English is tough. Can’t you C?

3 hours ago 4

“As my Ukrainian sons continue to improve their English, one of the main sticking points is the letter ‘C’ and its various pronunciations,” says Chris Keane of Seattle, USA. “Including reading eye charts for a perplexed optometrist, where they both said ‘S’ every time there was a ‘C’. Paula Gard’s mention of Cedar Court (C8) reminds me of the time we came across ‘Pacific Ocean’. My younger son threw up his hands and stormed off, yelling ‘English is stupid!’”

Hurling (C8) is for lightweights, according to Jock Brodie of Port Macquarie: “Before the young took up lawn bowls, my father assured me it was the most dangerous sport in the world. More people died while playing it than any other sport.”

“I hear the NSW opposition leader’s PA is known in her office as the Sloane Arranger,” reports Andrew Taubman of Queens Park. “Sorry if that Triggers anyone.”

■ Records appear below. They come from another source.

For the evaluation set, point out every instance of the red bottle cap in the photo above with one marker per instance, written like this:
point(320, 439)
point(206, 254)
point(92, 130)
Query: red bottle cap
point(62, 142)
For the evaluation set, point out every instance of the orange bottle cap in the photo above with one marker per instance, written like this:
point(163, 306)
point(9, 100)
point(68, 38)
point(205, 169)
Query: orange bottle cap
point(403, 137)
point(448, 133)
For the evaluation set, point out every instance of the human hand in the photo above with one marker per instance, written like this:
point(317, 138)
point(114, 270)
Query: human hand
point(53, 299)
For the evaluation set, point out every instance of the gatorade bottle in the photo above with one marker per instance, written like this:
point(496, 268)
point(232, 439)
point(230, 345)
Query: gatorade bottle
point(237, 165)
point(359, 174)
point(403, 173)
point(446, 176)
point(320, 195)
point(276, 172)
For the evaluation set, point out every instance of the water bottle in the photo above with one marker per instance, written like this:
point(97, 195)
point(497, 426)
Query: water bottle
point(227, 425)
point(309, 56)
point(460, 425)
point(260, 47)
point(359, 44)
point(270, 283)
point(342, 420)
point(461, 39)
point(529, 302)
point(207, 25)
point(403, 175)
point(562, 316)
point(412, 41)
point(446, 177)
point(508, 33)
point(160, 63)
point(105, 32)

Graeme Finn of Campsie “once heard the term ‘Sunbeams’ to refer to dinnerware that was not tarnished by food after a meal and did not require washing up. Are there other terms?”

“Can Granny confirm or deny the rumour that there was a university course in town planning that sent its students to Noosa to learn how to thoroughly bamboozle visitors with roundabouts (C8) and signage designs,” asks Toby Waters of Emerald Beach. “And is it true that the course collapsed as too few students could successfully navigate their way out?”

“Many years ago, I was in Siena heading, by car, to Rome,” writes Bruce Hyland of Woy Woy. “After passing the same ‘Rome’ sign twice, I decided on a different direction and found myself in a series of narrowing and steepening streets, culminating in a T-junction that my car couldn’t negotiate (I was driving a Cadillac convertible at the time), much to the amusement of the coffee drinkers on the corner, a number of whom left their coffees, picked up the rear end of the car and turned it into the cross street so that I could continue on, with much hand-waving and shouts of ‘Grazie’ from my wife and me. Without these helping hands, I’d probably still be searching for the well-concealed Rome road out of town.”

“I’ve found the answer to the question, ‘At what age do I become an old woman?’,” declares Nedra Orme of North Sydney. “The answer? When your youngest child applies for her Seniors Card.”